Bom, depois de certo tempo de convivência com sua musa, associa Nikki a estátua de uma deusa grega, linda, traços bem definidos, forma feminina perfeita, mas ao olhá-la de perto, notou que a bela estátua tem suas imperfeições, fissuras, suas falhas. Essa visão estragou tudo pra ele. Ao que concluiu que Nikki é uma “bela escultura danificada, de um jeito que você só percebe quando chega bem perto”. Sujeitos são assim, faltosos, e, diante das imperfeições do outro, penso que talvez o difícil mesmo seja continuar perto.

Antes de me jogar nos braços de Morpheus, último pensamento sobre Closer. Entre encontros, desencontros e reencontros, os enlaçamentos humanos mais parecem de arame farpado, por mais acalentadores que sejam é difícil se manter e/ou sair sem uma cicatriz. A propósito, sem titubear cito Freud, porque se é para falar de sofrimento humano, bebo na fonte de seu texto O mal-estar na civilização. Em 1930[1929] Freud elenca três fontes de sofrimento do homem: uma advém do corpo, outra das forças da natureza e uma terceira das relações com seus semelhantes. E o autor ressalta a terceira, relação com outros humanos, como fonte de mal-estar que pode causar mais infortúnios aos sujeitos. Relata Freud:

“O sofrimento nos ameaça a partir de três direções: de nosso próprio corpo, condenado à decadência e à dissolução, e que nem mesmo pode dispensar o sofrimento e a ansiedade como sinais de advertência; do mundo externo, que pode voltar-se contra nós com forças de destruição esmagadoras e impiedosas; e, finalmente, de nossos relacionamentos com os outros homens. O sofrimento que provém dessa última fonte talvez nos seja mais penoso do que qualquer outro”.

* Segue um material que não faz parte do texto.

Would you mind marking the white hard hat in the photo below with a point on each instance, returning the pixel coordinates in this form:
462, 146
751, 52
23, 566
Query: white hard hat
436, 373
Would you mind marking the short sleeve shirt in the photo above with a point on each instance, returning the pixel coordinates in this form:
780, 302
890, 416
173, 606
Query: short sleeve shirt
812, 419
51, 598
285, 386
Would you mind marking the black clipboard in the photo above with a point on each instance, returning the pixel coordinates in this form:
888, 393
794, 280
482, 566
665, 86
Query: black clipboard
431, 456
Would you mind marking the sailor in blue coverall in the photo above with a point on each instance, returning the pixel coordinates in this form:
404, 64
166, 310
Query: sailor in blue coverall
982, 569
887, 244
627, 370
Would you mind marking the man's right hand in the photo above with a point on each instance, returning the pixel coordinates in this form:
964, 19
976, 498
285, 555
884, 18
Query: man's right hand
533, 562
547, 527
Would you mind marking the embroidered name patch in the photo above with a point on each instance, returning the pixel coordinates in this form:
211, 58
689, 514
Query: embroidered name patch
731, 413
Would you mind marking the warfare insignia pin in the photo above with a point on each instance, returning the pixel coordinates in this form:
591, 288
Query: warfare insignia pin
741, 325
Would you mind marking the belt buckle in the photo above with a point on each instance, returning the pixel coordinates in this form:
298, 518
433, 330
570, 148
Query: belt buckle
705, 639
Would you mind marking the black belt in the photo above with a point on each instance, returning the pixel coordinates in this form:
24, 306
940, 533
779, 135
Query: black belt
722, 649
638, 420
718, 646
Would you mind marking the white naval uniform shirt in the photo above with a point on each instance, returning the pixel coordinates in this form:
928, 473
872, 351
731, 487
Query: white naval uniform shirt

Aperta de um lado, afrouxa do outro, sangra de um lado, libera a circulação do outro. Definitivamente, prefiro fitas de seda, até porque, uma “mumificação” a dois pode ser interessante. ;)

. na vitrola: quelqu'un m'a dit – carla bruni .

Referências:

FREUD, S. O mal-estar na civilização. E. S. B. Vol. XXI. Tradução de James Strachey. Rio de Janeiro: Imago, 1987. p. 72-171. (Obra original publicada em 1930[1929]).

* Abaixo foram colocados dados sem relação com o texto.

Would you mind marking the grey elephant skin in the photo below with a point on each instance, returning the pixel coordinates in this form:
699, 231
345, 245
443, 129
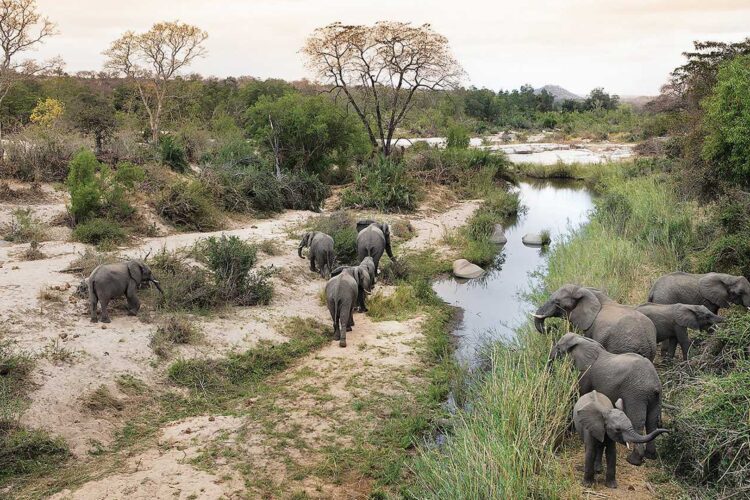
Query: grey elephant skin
364, 274
108, 281
372, 241
713, 290
619, 328
672, 322
601, 425
321, 253
341, 297
629, 377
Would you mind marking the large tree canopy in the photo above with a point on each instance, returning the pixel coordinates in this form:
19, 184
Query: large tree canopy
380, 68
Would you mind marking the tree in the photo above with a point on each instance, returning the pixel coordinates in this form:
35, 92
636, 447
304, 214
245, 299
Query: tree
152, 59
21, 28
727, 123
305, 133
380, 68
92, 114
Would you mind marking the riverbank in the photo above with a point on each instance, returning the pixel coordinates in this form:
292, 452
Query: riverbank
514, 440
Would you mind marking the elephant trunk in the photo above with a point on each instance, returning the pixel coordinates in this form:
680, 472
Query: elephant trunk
631, 436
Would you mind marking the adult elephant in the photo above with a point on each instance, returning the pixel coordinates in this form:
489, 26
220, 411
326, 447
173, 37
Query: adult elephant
672, 322
108, 281
372, 241
321, 253
713, 290
619, 328
629, 377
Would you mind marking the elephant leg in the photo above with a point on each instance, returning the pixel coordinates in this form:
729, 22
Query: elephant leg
92, 307
134, 304
592, 450
610, 478
636, 411
653, 417
685, 342
105, 313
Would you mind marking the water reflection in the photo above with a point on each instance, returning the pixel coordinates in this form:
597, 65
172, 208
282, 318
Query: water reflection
494, 305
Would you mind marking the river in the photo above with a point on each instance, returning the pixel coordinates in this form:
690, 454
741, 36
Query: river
495, 305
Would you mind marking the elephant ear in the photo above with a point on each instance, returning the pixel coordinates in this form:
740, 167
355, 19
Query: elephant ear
685, 317
592, 420
713, 289
135, 271
586, 309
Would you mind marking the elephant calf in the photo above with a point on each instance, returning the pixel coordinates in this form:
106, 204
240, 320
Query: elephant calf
341, 297
713, 290
629, 377
673, 320
321, 254
601, 425
619, 328
108, 281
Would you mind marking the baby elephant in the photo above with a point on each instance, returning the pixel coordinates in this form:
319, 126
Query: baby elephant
673, 320
108, 281
601, 425
321, 252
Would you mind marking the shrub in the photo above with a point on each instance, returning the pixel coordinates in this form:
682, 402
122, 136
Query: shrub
343, 229
24, 227
383, 185
100, 232
458, 137
172, 153
303, 191
188, 205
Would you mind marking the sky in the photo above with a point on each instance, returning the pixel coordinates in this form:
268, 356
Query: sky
626, 46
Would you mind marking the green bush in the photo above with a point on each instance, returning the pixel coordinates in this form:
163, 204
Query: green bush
343, 229
384, 185
100, 232
303, 191
188, 205
173, 154
458, 137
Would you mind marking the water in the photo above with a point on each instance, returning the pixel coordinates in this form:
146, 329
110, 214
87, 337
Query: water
494, 305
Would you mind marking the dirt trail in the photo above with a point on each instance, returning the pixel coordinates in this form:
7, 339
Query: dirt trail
310, 402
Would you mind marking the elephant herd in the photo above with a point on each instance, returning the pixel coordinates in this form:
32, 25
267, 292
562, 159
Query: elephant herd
615, 354
348, 285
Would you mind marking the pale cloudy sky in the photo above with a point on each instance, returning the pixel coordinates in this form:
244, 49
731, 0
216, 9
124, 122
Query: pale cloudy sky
626, 46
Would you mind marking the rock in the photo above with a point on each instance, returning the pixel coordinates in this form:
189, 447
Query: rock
498, 235
532, 239
462, 268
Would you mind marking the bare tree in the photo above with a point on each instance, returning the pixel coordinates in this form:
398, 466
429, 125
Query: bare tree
21, 28
380, 68
152, 59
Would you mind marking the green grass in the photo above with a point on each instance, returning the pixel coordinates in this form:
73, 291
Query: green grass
504, 447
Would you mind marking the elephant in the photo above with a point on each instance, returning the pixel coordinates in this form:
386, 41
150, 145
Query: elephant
321, 252
673, 320
629, 377
372, 241
108, 281
620, 329
601, 425
713, 290
362, 274
341, 296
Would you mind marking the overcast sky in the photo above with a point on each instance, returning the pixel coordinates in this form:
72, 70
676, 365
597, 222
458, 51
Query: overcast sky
626, 46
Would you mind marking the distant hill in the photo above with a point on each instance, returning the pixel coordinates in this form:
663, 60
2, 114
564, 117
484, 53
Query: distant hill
559, 93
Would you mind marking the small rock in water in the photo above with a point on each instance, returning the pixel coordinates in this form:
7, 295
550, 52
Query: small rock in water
533, 239
462, 268
498, 235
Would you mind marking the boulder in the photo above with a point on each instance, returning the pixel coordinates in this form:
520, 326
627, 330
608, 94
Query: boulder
462, 268
532, 239
498, 235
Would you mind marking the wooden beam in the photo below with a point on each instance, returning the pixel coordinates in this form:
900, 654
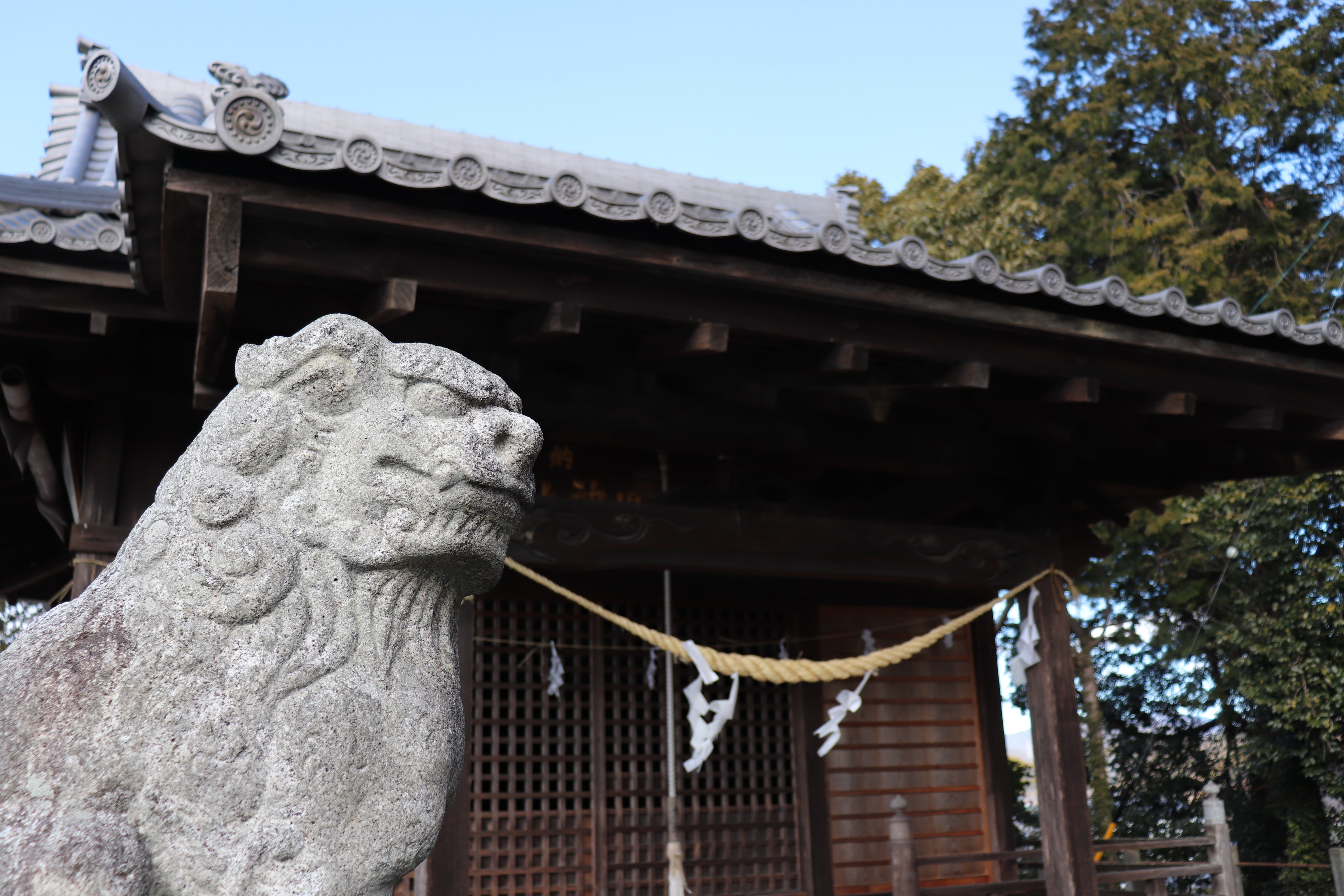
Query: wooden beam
554, 319
1076, 390
846, 358
1170, 405
80, 299
1260, 418
866, 288
67, 273
283, 252
1058, 746
593, 535
389, 302
218, 284
704, 339
100, 539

LACAN, J. O estádio do espelho como formador da função do eu tal como nos é revelada na experiência psicanalítica. In: ______. Escritos. Tradução de Vera Ribeiro. 4. ed. Rio de Janeiro: Jorge Zahar Ed., 1998. p. 96-103. (Obra originalmente publicada em 1949).

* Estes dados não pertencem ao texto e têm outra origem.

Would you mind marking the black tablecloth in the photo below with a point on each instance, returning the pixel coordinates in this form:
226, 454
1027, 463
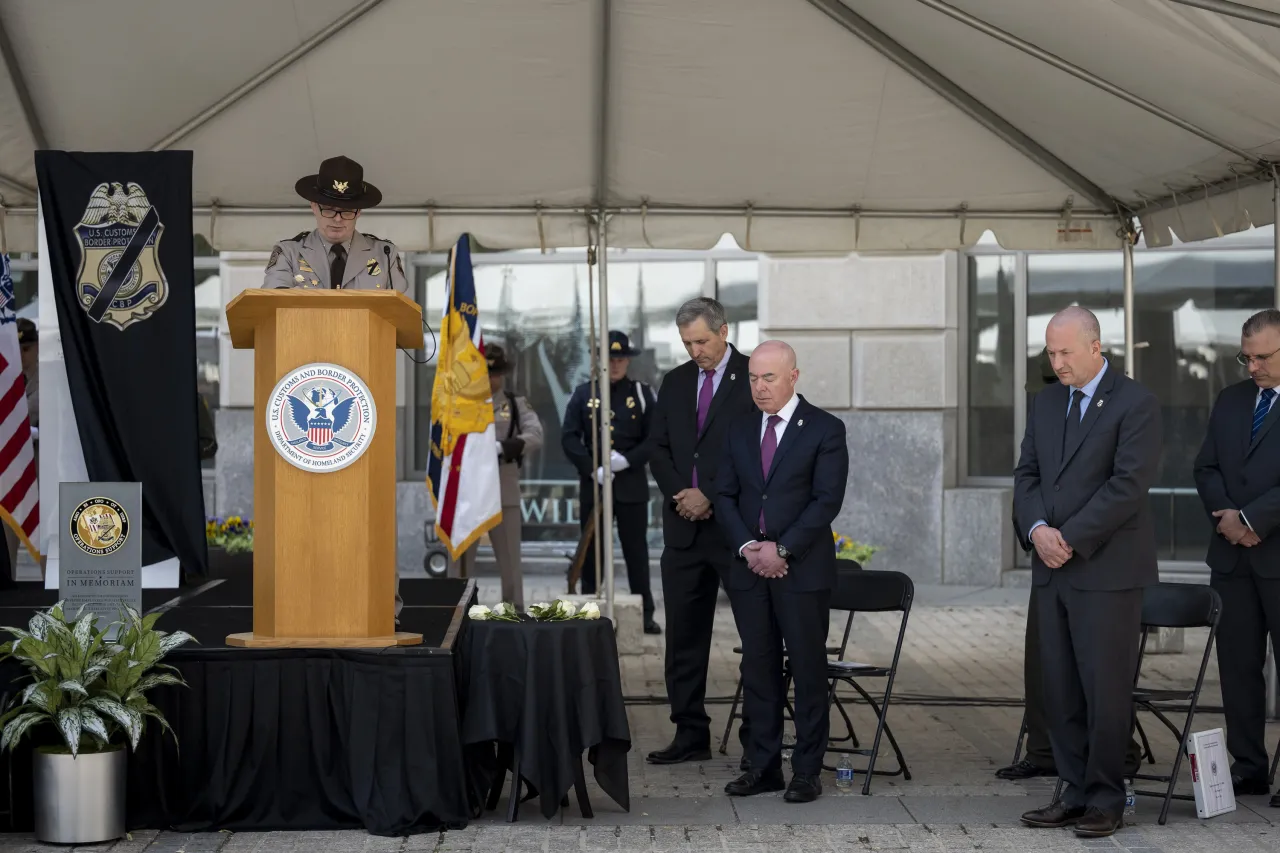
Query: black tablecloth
551, 690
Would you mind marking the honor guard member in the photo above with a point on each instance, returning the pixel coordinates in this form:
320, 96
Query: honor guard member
336, 255
625, 461
520, 434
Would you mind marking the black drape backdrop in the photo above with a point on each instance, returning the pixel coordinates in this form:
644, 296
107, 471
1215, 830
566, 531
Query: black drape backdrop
128, 337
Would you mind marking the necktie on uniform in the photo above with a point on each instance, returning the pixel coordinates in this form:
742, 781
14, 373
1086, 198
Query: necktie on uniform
338, 265
1073, 420
704, 405
768, 447
1261, 410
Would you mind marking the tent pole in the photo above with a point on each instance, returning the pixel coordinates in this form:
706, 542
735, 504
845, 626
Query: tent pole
1128, 301
1235, 10
606, 409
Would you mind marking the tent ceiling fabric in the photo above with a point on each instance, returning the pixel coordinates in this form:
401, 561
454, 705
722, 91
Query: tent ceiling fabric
762, 118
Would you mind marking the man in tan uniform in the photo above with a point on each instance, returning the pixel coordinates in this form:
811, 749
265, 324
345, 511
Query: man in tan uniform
336, 255
520, 433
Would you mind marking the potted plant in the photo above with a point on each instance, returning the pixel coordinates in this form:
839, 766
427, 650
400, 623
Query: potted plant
231, 546
848, 548
91, 684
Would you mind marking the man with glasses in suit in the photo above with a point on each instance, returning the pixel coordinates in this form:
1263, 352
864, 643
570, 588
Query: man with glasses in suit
334, 255
1238, 479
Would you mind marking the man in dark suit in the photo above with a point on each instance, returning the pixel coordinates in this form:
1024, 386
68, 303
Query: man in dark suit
1038, 758
780, 486
696, 402
1238, 478
1089, 455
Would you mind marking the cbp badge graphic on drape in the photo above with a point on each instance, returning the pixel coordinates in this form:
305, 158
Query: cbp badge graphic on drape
120, 279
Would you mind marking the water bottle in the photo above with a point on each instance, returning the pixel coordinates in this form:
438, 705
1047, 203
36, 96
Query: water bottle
845, 774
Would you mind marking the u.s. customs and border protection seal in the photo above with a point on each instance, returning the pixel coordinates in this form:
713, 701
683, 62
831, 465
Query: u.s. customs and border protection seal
120, 281
320, 418
100, 527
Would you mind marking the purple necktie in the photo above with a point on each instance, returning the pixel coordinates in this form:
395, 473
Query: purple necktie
768, 446
704, 405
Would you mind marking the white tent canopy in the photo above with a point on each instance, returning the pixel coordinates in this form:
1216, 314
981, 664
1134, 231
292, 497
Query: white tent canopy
792, 124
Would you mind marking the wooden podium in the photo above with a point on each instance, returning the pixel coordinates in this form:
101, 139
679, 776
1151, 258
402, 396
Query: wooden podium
324, 541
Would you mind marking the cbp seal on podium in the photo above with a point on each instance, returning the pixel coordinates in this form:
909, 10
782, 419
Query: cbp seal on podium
100, 527
320, 418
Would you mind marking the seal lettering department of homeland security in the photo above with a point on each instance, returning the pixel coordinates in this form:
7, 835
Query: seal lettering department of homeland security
320, 418
120, 281
100, 527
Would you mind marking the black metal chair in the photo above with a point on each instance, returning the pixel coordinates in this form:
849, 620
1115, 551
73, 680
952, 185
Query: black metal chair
839, 651
869, 592
1173, 606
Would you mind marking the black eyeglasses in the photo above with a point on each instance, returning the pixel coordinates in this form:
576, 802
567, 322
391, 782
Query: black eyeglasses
1246, 360
329, 213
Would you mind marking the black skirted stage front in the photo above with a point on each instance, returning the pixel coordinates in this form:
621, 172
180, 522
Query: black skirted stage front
288, 739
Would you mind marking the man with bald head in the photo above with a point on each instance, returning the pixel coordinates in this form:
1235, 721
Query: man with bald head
1088, 457
778, 489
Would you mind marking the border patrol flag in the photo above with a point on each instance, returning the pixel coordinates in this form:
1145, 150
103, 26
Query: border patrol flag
462, 471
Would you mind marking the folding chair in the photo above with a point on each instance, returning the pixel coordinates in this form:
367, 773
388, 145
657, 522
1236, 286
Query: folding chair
1173, 606
869, 592
842, 565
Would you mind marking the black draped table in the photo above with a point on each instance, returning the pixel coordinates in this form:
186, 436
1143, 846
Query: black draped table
535, 696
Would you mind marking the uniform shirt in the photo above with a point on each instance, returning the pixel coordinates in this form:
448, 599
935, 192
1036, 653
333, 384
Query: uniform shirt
304, 261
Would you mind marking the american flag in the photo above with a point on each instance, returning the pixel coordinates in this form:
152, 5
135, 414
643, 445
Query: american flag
19, 496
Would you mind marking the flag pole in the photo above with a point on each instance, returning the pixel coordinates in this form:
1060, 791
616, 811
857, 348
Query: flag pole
604, 530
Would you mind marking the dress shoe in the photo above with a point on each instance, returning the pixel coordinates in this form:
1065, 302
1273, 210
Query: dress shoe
1249, 787
1098, 822
1054, 816
803, 789
755, 781
1024, 769
676, 753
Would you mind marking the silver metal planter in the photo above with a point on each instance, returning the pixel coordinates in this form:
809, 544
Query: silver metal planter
80, 801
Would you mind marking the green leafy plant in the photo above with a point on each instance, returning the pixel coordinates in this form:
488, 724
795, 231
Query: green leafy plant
233, 534
91, 688
849, 548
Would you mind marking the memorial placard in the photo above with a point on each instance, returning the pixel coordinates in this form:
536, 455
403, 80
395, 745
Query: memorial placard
101, 548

MERLEAU-PONTY, M. O olho e o espírito: seguido de A linguagem indireta e as vozes do silêncio e A dúvida de Cézanne. Tradução de Paulo Neves e Maria Ermantina Galvão Gomes Pereira. São Paulo: Abril Cultural, 1975, 168 p. (Obra originalmente publicada em 1963).

MOTTA, L. A.; RIVERA T. O fascínio do ver e a angústia do olhar: sobre o corpo e a subjetividade. Revista Latinoamericana de Psicopatologia Fundamental. São Paulo, v. VIII, n. 4, p. 665-678, 2005.